AKA, I’m going to use discrete choice analysis (DCA) to provide a probabilistic model for the learning as search optimization (LaSO) paradigm and I’ll fit it with stochastic gradient descent (SGD). Too bad LaSO isn’t one, or I’d have hit the TLA trifecta.
It occurred to me to do this after considering DCA for coref and then reading Daumé and Marcu’s paper:
- Daumé, Hal III, and Daniel Marcu. 2005. A Large-Scale Exploration of Effective Global Features for a Joint Entity Detection and Tracking Model. In HLT/EMNLP.
(Hint to authors: anything you call “large scale” today will look tiny tomorrow.)
The paper does a really nice job of describing their LaSO technique and demonstrating its utility for within-document coreference resolution. There are other more general papers on LaSO, but this one’s nice in that it works through a clean applied example involving within-document coreference that we care about here at Alias-i.
What’s really cool is that they jointly solve the entity extraction and coref problem, and get to use arbitrary history-based features.
The LaSO paradigm is simply one of scoring various search states. You extract feature vectors from a search state and input. At a given search state, you can generate a finite number of next possible search states consistent with the input. These are then scored using the feature vectors.
The trick is in the training, where they consider a single deviation from the correct search path at every step. They train these decisions discriminatively.

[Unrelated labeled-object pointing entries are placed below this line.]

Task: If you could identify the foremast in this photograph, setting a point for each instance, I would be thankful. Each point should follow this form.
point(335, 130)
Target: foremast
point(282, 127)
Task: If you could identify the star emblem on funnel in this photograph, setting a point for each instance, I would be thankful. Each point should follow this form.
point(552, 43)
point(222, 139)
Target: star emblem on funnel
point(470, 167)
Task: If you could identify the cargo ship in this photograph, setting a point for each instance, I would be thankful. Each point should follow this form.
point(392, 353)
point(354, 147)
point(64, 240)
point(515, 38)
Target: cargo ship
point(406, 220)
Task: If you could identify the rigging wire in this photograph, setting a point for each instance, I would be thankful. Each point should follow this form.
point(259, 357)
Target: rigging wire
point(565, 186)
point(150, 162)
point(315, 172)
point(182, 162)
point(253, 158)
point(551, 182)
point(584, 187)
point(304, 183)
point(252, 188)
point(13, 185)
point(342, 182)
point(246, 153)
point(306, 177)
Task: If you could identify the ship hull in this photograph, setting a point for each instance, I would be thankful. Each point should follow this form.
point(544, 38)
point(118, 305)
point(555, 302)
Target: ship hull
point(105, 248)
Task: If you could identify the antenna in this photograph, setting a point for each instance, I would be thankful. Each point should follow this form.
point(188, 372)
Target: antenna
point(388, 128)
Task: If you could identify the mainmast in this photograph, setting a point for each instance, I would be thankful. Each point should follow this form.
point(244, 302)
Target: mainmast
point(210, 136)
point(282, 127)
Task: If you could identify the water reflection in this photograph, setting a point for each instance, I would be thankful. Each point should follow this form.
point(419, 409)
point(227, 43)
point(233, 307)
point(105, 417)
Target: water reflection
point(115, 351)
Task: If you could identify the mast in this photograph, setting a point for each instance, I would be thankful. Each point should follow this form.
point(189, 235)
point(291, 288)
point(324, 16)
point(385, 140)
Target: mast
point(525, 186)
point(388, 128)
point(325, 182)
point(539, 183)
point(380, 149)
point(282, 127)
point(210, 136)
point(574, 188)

It’s more general than the kind of history-based parsing:
- Black, Ezra, Fred Jelinek, John Lafferty, David M. Magerman, Robert Mercer and Salim Roukos. 1992. Towards History-based Grammars: Using Richer Models for Probabilistic Parsing. In HLT.
that I used in my very first paper on stat NLP:
- Manning, Christopher D. and Bob Carpenter. 1997. Left-corner Language Models and Parsing. In IWPT.
In the usual history-based parsing setup, there was a fixed set of choices corresponding to parser operations. For instance, Manning and I used left-corner derivations and Black et al. used top-down derivations. In the LaSO setup, there can be an arbitrary number of choices. For instance, when considering to which antecedent a pronoun refers, the number of antecedents isn’t bounded in advance.
DCA + LaSO
Daumé and Marcu consider two non-probabilistic scoring approaches, a perceptron-like approach and an approximate wide-margin approach.
Given the setup, we can model the finite set of choices from any given search state using DCA. This in turn provides a proper probabilistic measure over the entire set of possible outputs.
I’m not sure it’s going to work well in practice because it’ll locally normalize all the decisions. If you look at Andrew McCallum’s work on CRF-like approaches to structured prediction problems like coref, or if you look at Daumé, Marcu and Langford’s extension of LaSO to SEARN, one might think about normalizing on a more global level. The problem, as usual, is the normalization constant.
On the other hand, considering Ratinov and Roth’s experiments with entity detection, it seems like it’s worth pursuing the simple greedy (or more generally beam-based) approach.
Fitting with SGD
It’s easy to generate maximum a posteriori (MAP) coefficient estimates for the DCA model using stochastic gradient descent (SGD). In fact, it’s just like fitting other DCA models. Not coincidentally, I finished unit-testing DCA fitting via SGD yesterday.
Look for it in the next LingPipe release. I’ll either figure out how to abstract the entire search, like LaSO, or just provide the DCA fitter and a coref-based example.